FilterRAG: Zero-Shot Informed Retrieval-Augmented Generation to Mitigate Hallucinations in VQA
This addresses hallucinations in VQA models for real-world deployment, though it appears incremental as it builds on existing methods like BLIP-VQA and RAG.
The paper tackled the problem of hallucinations in Visual Question Answering by introducing FilterRAG, a retrieval-augmented framework that integrates external knowledge sources, achieving 36.5% accuracy on the OK-VQA dataset to reduce incorrect answers.
Visual Question Answering requires models to generate accurate answers by integrating visual and textual understanding.

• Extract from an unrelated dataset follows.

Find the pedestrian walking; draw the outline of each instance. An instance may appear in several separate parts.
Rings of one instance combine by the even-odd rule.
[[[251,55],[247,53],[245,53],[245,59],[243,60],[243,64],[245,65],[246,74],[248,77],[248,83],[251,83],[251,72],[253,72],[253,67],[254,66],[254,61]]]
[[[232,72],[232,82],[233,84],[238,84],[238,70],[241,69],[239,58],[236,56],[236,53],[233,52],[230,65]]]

However, VQA models still struggle with hallucinations, producing convincing but incorrect answers, particularly in knowledge-driven and Out-of-Distribution scenarios. We introduce FilterRAG, a retrieval-augmented framework that combines BLIP-VQA with Retrieval-Augmented Generation to ground answers in external knowledge sources like Wikipedia and DBpedia. FilterRAG achieves 36.5% accuracy on the OK-VQA dataset, demonstrating its effectiveness in reducing hallucinations and improving robustness in both in-domain and Out-of-Distribution settings. These findings highlight the potential of FilterRAG to improve Visual Question Answering systems for real-world deployment.